I don't like your tie. Values in business...

Once upon a time, I asked the CEO of a large organisation what was most important to him at work.  He answered "values."  I asked him to say more and he explained that his values pervaded everything that the organisation did, that they were the foundation of the entire enterprise.  He said that chief amongst them was honesty, and that he encouraged honesty in everything.  I said "I don't like your tie and it doesn't match your shirt."  "How dare you!" he said, and I explained that somewhere in a parallel universe, someone had been talking to me about honesty..."  Honesty, in his mind, gave him permission to say what he wanted to others in his business, but did not confer on them the right to speak honestly to him.  (By the way, it was a perfectly nice, matching tie and shirt, but you get the idea.)

Values have little place at work because they are personal things.  I'd go further and say that, at some level, trying to label values can almost trivialise them; we don't really have adequate names for whatever these things are that drive us at a deeper level.  But because they are personal they can't, ergo, be corporate.  If company leaders tell me what my values should be they are denying me my personal values.  Of course, they are not really talking about values - they are talking about behaviours.  I think it's perfectly all right for a company to insist on reasonable standards of behaviour, but not to dress them up as values.
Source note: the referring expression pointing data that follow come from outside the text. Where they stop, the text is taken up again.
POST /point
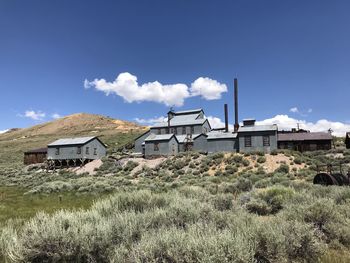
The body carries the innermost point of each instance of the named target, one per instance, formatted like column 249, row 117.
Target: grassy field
column 189, row 208
column 15, row 205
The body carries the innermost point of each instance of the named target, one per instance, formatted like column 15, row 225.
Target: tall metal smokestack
column 236, row 126
column 226, row 118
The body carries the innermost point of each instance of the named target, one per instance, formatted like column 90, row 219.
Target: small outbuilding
column 305, row 141
column 347, row 140
column 35, row 156
column 161, row 145
column 76, row 151
column 254, row 138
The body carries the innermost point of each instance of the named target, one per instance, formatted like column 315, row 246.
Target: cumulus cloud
column 300, row 112
column 3, row 131
column 285, row 122
column 294, row 110
column 216, row 122
column 34, row 115
column 127, row 87
column 150, row 121
column 207, row 88
column 55, row 116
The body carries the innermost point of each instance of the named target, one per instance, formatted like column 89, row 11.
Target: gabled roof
column 195, row 111
column 181, row 138
column 39, row 150
column 216, row 135
column 304, row 136
column 74, row 141
column 160, row 137
column 183, row 118
column 257, row 128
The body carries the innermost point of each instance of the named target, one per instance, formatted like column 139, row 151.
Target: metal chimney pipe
column 226, row 117
column 236, row 127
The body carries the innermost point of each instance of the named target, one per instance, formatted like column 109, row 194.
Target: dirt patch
column 88, row 168
column 150, row 163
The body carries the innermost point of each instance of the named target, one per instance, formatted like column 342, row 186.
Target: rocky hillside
column 113, row 132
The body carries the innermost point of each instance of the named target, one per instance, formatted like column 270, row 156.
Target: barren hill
column 113, row 132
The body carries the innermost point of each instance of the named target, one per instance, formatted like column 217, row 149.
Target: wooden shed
column 305, row 141
column 35, row 156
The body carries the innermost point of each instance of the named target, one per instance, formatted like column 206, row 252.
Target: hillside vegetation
column 115, row 133
column 187, row 208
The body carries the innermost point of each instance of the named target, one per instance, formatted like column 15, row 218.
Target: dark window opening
column 266, row 140
column 248, row 141
column 156, row 146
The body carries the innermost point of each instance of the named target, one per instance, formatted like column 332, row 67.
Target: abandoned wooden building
column 347, row 140
column 75, row 151
column 305, row 141
column 35, row 156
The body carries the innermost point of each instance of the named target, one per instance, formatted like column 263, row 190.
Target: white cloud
column 294, row 110
column 127, row 87
column 3, row 131
column 300, row 112
column 216, row 122
column 285, row 122
column 34, row 115
column 207, row 88
column 56, row 116
column 150, row 121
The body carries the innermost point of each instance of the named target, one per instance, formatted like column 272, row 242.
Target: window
column 266, row 140
column 156, row 146
column 248, row 141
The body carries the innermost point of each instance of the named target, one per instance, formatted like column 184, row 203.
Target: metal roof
column 214, row 135
column 257, row 128
column 181, row 138
column 72, row 141
column 182, row 120
column 159, row 137
column 304, row 136
column 188, row 111
column 39, row 150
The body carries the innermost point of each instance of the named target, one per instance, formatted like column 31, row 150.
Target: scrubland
column 189, row 208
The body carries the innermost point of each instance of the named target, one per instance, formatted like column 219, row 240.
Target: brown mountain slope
column 114, row 133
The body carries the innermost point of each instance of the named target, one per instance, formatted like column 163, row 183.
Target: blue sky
column 286, row 54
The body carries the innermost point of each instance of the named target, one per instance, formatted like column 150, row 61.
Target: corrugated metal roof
column 159, row 137
column 304, row 136
column 256, row 128
column 72, row 141
column 181, row 138
column 188, row 111
column 214, row 135
column 39, row 150
column 182, row 120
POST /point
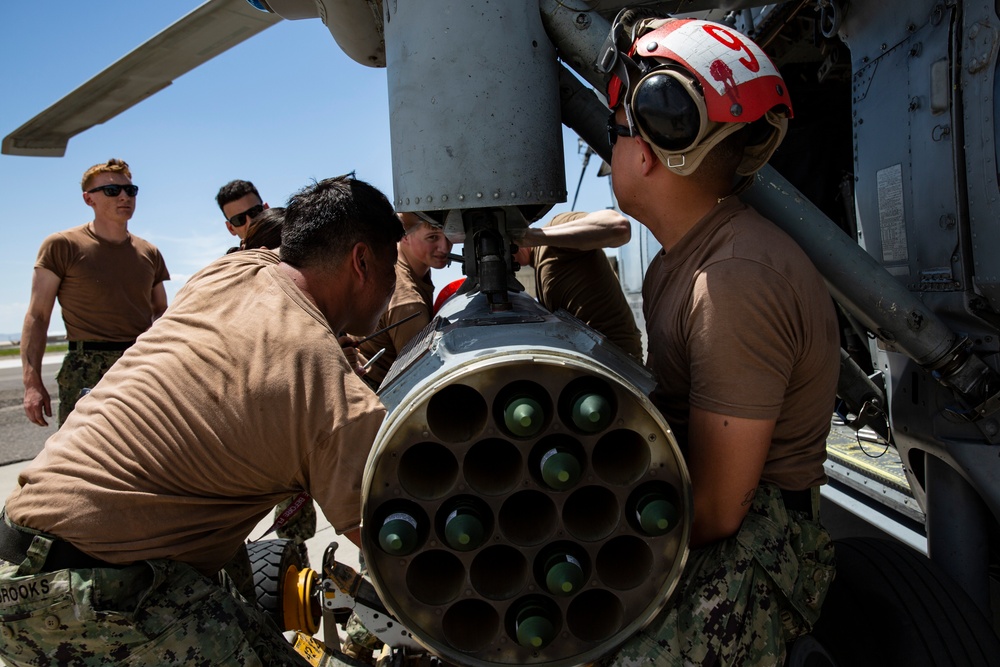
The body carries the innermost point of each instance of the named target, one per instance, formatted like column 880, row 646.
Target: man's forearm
column 33, row 340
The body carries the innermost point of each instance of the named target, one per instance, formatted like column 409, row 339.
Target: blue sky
column 280, row 109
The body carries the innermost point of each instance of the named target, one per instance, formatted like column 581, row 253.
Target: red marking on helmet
column 722, row 73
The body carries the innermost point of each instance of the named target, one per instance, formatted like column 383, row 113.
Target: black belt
column 798, row 501
column 62, row 555
column 100, row 345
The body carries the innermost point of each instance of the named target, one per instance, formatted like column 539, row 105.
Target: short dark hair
column 264, row 231
column 323, row 221
column 234, row 190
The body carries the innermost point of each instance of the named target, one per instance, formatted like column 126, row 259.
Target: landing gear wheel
column 270, row 562
column 889, row 605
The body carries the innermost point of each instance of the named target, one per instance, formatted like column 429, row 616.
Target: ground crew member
column 240, row 203
column 743, row 340
column 109, row 283
column 424, row 247
column 237, row 398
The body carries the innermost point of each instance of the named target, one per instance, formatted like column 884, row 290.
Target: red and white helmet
column 686, row 84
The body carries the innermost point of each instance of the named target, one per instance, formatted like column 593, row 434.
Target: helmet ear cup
column 666, row 111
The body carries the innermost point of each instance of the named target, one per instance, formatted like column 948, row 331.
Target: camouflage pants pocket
column 50, row 618
column 152, row 613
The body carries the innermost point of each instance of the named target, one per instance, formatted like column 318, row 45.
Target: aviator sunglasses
column 240, row 219
column 115, row 189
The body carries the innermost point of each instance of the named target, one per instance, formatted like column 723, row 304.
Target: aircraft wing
column 204, row 33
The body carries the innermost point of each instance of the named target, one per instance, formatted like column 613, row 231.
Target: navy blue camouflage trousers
column 156, row 612
column 741, row 600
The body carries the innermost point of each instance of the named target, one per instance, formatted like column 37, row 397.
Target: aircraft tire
column 269, row 561
column 890, row 605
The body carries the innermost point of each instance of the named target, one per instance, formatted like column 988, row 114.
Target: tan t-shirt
column 583, row 283
column 414, row 294
column 107, row 288
column 740, row 323
column 238, row 397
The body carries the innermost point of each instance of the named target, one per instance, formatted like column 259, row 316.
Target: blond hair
column 114, row 166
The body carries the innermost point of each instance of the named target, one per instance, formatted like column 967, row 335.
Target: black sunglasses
column 615, row 130
column 240, row 219
column 115, row 190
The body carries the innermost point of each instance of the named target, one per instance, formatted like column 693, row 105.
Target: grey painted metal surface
column 474, row 111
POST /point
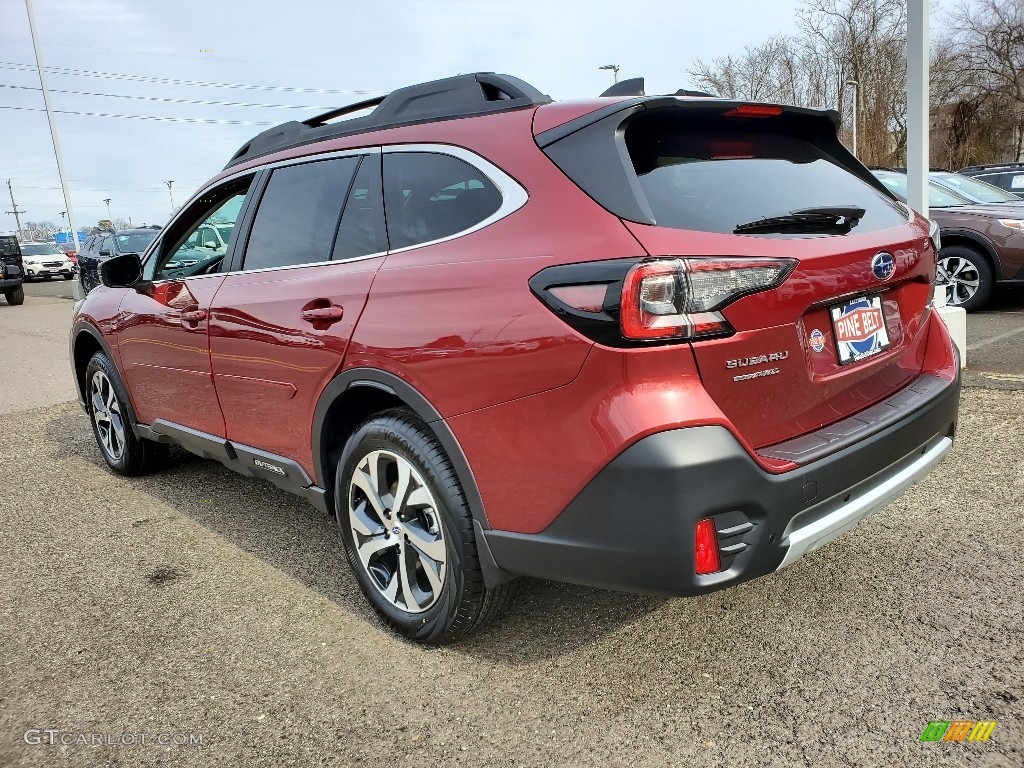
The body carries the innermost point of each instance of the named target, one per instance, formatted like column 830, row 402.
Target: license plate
column 859, row 329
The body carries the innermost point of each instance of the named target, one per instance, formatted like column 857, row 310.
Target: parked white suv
column 46, row 260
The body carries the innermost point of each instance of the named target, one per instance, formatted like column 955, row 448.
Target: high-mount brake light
column 755, row 111
column 680, row 298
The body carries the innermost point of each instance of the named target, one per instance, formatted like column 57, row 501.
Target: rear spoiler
column 591, row 148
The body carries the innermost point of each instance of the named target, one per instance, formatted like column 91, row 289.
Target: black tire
column 968, row 264
column 462, row 604
column 133, row 456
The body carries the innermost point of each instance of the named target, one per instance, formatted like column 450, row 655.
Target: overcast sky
column 120, row 48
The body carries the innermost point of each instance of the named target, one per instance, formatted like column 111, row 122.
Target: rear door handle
column 193, row 316
column 326, row 314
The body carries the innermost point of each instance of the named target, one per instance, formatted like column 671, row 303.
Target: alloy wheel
column 397, row 531
column 961, row 279
column 108, row 417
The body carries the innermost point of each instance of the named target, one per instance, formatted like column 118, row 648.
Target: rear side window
column 716, row 176
column 429, row 197
column 298, row 214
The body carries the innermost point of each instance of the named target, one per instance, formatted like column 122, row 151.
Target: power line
column 177, row 55
column 174, row 100
column 152, row 118
column 172, row 81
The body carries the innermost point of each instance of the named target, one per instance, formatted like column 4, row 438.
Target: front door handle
column 326, row 315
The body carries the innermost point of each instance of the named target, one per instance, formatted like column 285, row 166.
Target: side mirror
column 121, row 271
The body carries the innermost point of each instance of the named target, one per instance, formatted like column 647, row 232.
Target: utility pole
column 49, row 118
column 856, row 88
column 13, row 206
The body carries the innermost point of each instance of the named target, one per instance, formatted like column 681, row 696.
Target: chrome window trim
column 254, row 171
column 514, row 196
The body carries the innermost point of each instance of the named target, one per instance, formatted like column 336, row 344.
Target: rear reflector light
column 706, row 548
column 754, row 111
column 680, row 298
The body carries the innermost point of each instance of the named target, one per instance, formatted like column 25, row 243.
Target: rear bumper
column 633, row 526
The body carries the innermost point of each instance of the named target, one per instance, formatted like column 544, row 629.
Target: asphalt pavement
column 197, row 617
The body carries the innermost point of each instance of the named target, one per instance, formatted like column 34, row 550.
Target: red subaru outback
column 653, row 343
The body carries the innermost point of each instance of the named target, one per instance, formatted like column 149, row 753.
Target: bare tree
column 839, row 41
column 981, row 62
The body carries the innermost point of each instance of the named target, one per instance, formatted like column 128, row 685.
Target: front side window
column 977, row 189
column 430, row 197
column 181, row 255
column 298, row 214
column 133, row 243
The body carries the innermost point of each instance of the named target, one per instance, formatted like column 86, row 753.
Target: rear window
column 714, row 177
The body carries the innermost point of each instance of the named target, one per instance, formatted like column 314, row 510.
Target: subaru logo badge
column 883, row 265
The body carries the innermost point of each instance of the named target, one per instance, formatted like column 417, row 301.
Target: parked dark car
column 664, row 344
column 974, row 189
column 102, row 246
column 1009, row 176
column 11, row 269
column 982, row 245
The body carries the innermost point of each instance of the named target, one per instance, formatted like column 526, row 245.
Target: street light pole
column 49, row 118
column 916, row 105
column 856, row 87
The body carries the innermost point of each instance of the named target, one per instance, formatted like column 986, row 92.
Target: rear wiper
column 825, row 218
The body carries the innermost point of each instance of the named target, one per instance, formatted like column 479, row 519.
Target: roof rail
column 987, row 166
column 632, row 87
column 460, row 96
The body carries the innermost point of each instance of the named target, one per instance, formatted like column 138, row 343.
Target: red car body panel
column 165, row 356
column 267, row 359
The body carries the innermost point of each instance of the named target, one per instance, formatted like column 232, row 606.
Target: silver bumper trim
column 808, row 538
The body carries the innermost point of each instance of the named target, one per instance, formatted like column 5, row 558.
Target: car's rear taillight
column 680, row 298
column 706, row 557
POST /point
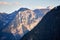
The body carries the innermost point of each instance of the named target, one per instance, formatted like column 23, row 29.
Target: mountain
column 40, row 12
column 48, row 28
column 21, row 22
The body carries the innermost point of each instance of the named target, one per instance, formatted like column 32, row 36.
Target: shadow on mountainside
column 48, row 28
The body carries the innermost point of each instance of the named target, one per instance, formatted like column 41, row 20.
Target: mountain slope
column 48, row 28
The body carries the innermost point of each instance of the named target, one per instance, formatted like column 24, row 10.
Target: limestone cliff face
column 22, row 21
column 48, row 28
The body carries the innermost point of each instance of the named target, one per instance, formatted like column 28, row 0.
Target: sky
column 9, row 6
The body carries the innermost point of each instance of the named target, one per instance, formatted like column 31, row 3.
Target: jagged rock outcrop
column 48, row 28
column 21, row 21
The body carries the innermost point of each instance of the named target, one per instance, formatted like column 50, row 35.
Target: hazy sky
column 9, row 6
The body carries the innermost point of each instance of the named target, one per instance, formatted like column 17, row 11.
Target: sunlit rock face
column 48, row 28
column 23, row 21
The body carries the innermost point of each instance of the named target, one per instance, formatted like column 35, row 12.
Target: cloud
column 4, row 3
column 9, row 3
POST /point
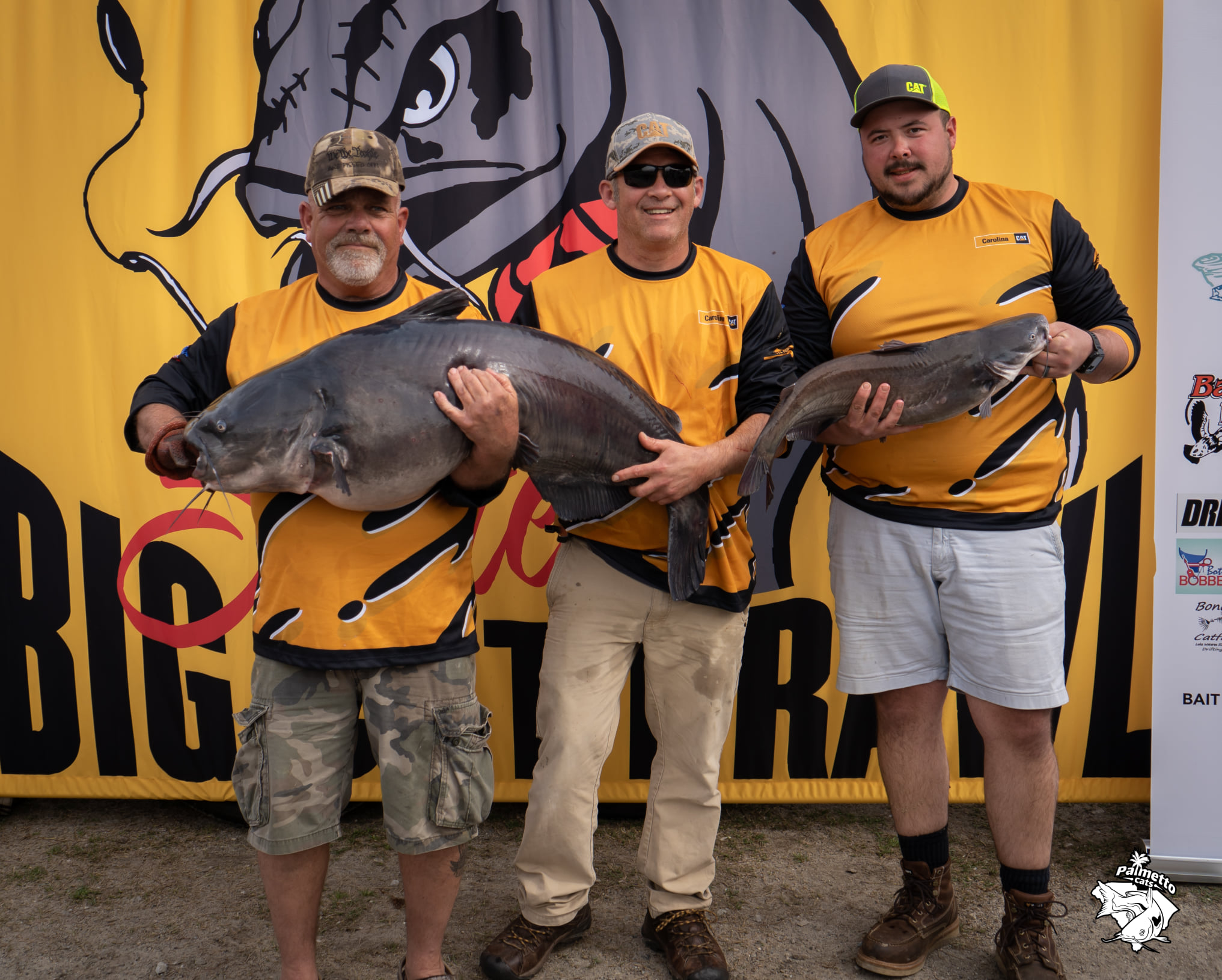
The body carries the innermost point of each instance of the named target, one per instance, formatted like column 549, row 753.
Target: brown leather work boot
column 524, row 948
column 923, row 917
column 1025, row 948
column 685, row 939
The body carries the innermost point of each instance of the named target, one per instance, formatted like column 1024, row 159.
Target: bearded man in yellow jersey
column 946, row 561
column 325, row 639
column 704, row 335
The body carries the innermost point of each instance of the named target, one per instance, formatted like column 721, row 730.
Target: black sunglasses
column 643, row 175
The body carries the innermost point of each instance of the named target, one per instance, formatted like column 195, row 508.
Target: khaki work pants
column 598, row 616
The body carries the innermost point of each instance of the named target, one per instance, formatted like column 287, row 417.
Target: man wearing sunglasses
column 704, row 335
column 946, row 560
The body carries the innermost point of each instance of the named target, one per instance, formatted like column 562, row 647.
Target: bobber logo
column 1196, row 568
column 1138, row 905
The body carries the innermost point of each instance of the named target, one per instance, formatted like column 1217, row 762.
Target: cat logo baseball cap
column 894, row 82
column 352, row 158
column 637, row 135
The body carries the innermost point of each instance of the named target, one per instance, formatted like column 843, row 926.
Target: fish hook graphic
column 123, row 49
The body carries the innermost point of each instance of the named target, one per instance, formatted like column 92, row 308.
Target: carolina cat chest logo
column 1003, row 237
column 716, row 318
column 1139, row 907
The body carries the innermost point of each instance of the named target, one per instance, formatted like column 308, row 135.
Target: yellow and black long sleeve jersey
column 709, row 341
column 338, row 589
column 878, row 274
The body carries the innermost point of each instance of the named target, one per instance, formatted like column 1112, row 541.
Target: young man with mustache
column 409, row 657
column 704, row 335
column 953, row 523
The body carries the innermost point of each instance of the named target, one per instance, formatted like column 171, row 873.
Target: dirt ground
column 124, row 889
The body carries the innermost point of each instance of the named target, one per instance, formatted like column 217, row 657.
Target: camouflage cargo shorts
column 292, row 776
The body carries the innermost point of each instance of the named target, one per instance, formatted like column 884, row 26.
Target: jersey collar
column 933, row 212
column 361, row 306
column 630, row 271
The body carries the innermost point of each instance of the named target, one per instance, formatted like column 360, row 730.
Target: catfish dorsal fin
column 438, row 306
column 896, row 345
column 673, row 417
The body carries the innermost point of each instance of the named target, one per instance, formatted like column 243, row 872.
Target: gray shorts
column 983, row 610
column 292, row 776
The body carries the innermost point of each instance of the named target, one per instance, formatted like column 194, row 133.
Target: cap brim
column 339, row 185
column 632, row 157
column 861, row 114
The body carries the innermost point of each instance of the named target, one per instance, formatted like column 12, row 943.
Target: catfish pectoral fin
column 754, row 473
column 527, row 454
column 338, row 458
column 688, row 544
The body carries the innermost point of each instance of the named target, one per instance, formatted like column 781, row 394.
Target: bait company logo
column 1196, row 572
column 1210, row 267
column 1206, row 438
column 1139, row 907
column 1208, row 627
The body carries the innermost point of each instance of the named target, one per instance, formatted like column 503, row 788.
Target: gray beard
column 355, row 269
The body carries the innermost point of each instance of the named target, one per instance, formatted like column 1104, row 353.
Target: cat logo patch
column 709, row 317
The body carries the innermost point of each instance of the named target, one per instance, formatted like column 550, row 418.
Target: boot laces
column 1028, row 930
column 695, row 939
column 914, row 896
column 524, row 935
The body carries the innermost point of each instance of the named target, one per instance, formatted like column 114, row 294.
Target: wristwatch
column 1094, row 358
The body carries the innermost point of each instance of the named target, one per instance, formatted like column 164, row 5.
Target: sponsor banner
column 180, row 137
column 1187, row 611
column 1200, row 513
column 1139, row 905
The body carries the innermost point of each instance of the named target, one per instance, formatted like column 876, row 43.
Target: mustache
column 890, row 169
column 356, row 237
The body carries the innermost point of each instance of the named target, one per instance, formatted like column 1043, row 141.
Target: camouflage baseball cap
column 637, row 135
column 352, row 158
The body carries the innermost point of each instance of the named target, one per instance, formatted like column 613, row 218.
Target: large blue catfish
column 353, row 422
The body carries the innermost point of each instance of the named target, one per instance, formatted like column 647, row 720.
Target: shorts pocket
column 251, row 776
column 461, row 777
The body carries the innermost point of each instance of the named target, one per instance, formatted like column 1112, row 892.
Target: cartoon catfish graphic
column 1140, row 914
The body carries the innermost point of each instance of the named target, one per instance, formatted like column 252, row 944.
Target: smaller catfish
column 353, row 422
column 936, row 381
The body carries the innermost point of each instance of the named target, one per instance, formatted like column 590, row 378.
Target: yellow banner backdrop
column 145, row 141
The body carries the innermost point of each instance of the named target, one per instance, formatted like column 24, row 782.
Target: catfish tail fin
column 758, row 470
column 688, row 545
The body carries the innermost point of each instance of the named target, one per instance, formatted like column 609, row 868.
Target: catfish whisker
column 216, row 479
column 204, row 509
column 185, row 509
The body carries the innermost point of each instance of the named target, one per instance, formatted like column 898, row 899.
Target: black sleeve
column 527, row 314
column 765, row 364
column 461, row 497
column 1082, row 289
column 191, row 381
column 805, row 312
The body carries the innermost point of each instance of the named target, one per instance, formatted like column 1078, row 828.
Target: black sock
column 1023, row 880
column 933, row 848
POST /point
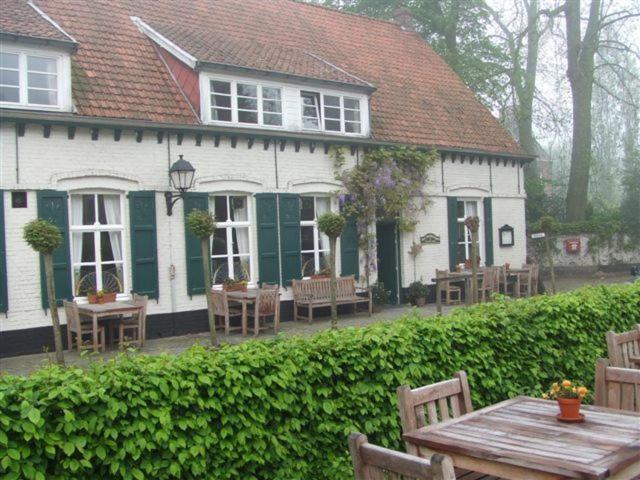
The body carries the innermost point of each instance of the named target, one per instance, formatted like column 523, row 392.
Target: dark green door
column 388, row 256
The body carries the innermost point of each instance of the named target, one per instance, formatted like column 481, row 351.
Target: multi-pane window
column 246, row 103
column 465, row 208
column 332, row 113
column 28, row 79
column 97, row 234
column 314, row 244
column 230, row 246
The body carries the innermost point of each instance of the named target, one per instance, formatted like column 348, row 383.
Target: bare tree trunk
column 206, row 264
column 547, row 247
column 580, row 71
column 333, row 282
column 474, row 265
column 53, row 306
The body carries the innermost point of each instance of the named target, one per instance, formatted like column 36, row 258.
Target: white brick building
column 86, row 147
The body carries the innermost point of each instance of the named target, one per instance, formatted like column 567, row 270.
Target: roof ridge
column 311, row 3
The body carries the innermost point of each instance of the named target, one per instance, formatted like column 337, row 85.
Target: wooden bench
column 315, row 293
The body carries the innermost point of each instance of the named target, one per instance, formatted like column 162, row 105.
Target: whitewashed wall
column 63, row 164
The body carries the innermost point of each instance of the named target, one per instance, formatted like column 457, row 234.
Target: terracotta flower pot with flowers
column 569, row 396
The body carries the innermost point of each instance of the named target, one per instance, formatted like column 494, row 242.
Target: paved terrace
column 27, row 363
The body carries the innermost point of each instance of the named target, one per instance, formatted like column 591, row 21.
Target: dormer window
column 332, row 113
column 245, row 103
column 31, row 80
column 34, row 78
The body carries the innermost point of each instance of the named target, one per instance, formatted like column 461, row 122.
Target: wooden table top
column 524, row 432
column 110, row 307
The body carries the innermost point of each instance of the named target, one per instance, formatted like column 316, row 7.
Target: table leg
column 95, row 332
column 244, row 318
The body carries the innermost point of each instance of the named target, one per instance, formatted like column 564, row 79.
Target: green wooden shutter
column 289, row 216
column 349, row 259
column 52, row 206
column 4, row 305
column 452, row 215
column 267, row 219
column 144, row 243
column 195, row 275
column 488, row 231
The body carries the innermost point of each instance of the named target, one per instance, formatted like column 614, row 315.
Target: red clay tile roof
column 419, row 99
column 19, row 18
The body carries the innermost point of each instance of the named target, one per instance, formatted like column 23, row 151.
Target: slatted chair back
column 371, row 462
column 623, row 347
column 442, row 401
column 617, row 388
column 73, row 317
column 267, row 300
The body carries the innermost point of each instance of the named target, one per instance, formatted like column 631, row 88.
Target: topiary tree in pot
column 45, row 238
column 332, row 225
column 203, row 225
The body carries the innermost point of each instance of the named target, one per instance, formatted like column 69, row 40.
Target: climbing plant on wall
column 387, row 184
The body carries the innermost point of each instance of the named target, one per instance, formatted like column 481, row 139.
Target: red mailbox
column 572, row 245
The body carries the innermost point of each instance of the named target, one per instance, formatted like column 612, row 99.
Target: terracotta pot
column 235, row 287
column 107, row 298
column 569, row 408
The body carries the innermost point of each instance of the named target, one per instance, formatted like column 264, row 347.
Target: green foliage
column 201, row 223
column 42, row 236
column 283, row 408
column 331, row 224
column 417, row 290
Consider this:  Take twenty people and ask them for their core values.  They will give you words like "trustworthiness", "integrity" and "honesty".  Ask them to define "integrity" and they'll give you twenty different definitions, none of them wrong, all of them personal.  So if we all define it differently, a company can't claim it as a corporate value because everyone will interpret it differently.  Values, as I said, are personal.

The only thing we can see in others is their behaviours.  I can't see your values, but I can see what you do and hear what you say and that's what counts for me at work.

Worse still, a company, having declared its corporate values, will often neglect to translate them into anything practical, so they remain an abstract statement in company documentation.  And the moment they do translate them, they have to explain them in terms of behaviours, which brings us full circle.

So there's no place for corporate values.  If a value is personal, the company can't own it.  If we all interpret them differently, we don't know what they mean anyway.  If we can' see them, they serve no purpose.

What we're left with is behaviours.  And now we have something we can discuss quite rationally.